Les corps étrangers qui s’insinuent dans le conduit de l’oreille y causent quelquefois des douleurs extraordinaires, qui excitent même le délire & des convulsions. Le même Fabrice de Hilden a tiré, au bout de huit ans, une boule de verre qui avoit été la cause de symptômes très formidables. Il se servit d’une curette, après avoir coulé de l’huile dans l’oreille pour graisser le passage. On pourroit se servir de tire-fonds pour l’extraction de corps étrangers qui en permettroient l’usage. Il ne faut point employer des pincettes ni d’autres instrumens contre les insectes qui sont dans les oreilles : on les fait avancer vers la membrane du tambour, où ils excitent par le chatouillement des douleurs excessives. Il est plus convenable d’injecter de l’huile ou de l’esprit-de-vin dans l’oreille pour faire mourir l’animal. On le retire après si l’injection ne le fait pas sortir.
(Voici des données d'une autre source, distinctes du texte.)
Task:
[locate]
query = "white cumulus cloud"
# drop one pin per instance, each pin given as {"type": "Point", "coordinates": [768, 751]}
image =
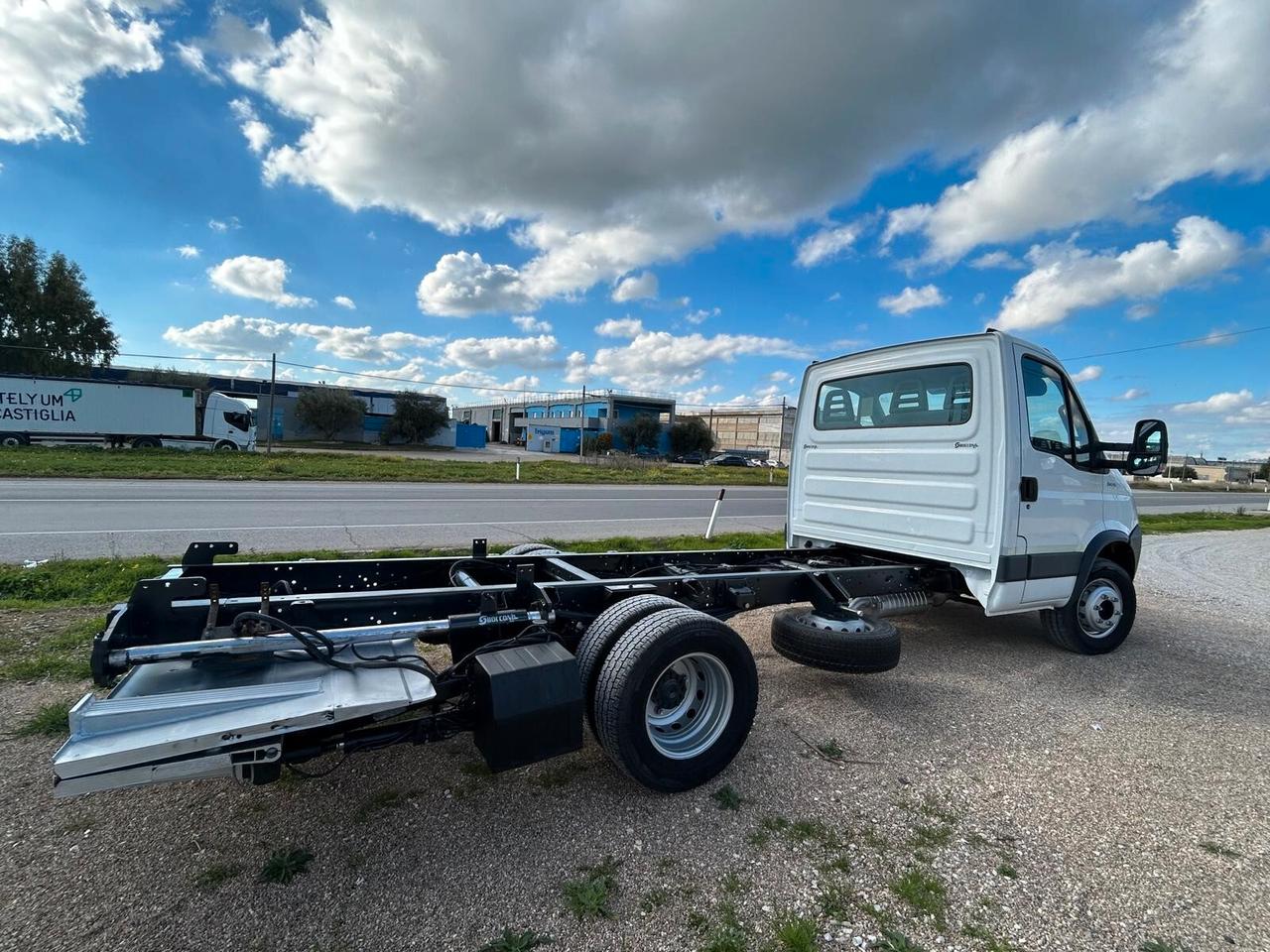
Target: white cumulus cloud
{"type": "Point", "coordinates": [1222, 403]}
{"type": "Point", "coordinates": [826, 244]}
{"type": "Point", "coordinates": [635, 287]}
{"type": "Point", "coordinates": [262, 278]}
{"type": "Point", "coordinates": [912, 299]}
{"type": "Point", "coordinates": [1066, 278]}
{"type": "Point", "coordinates": [1202, 108]}
{"type": "Point", "coordinates": [49, 51]}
Bien des gens sont sourds par une cause toute naturelle : c’est la réplétion du conduit auditif par l’humeur cérumineuse qu’on y a laissé accumuler, & qui s’y est endurcie. L’huile d’amandes ameres tiede fond peu à-peu cette matiere, & on la détache avec une curette des parois du conduit. La plûpart des cures de surdité faites par le moyen des injections, n’ont été que l’effet de la désopilation du conduit, & de l’extraction de la matiere cérumineuse, qui semble quelquefois pétrifiée.

On injecte dans l’oreille des liqueurs anodynes, mondifiantes, résolutives, détersives, &c. Pour remplir différentes indications dans les ulcérations de l’oreille, avec ou sans carie, nous parlerons des injections par la trompe d’Eustache, à la suite du mot anatomique Trompe.

Nous ne ferons point mention de la cautérisation du cartilage antifrage de l’oreille contre la douleur des dents, parce que c’est un remede très-infidelle, qui peut bien dissiper pour un tems très-court l’odontalgie, mais qui ne peut absolument être curatif. Voyez Odontalgie.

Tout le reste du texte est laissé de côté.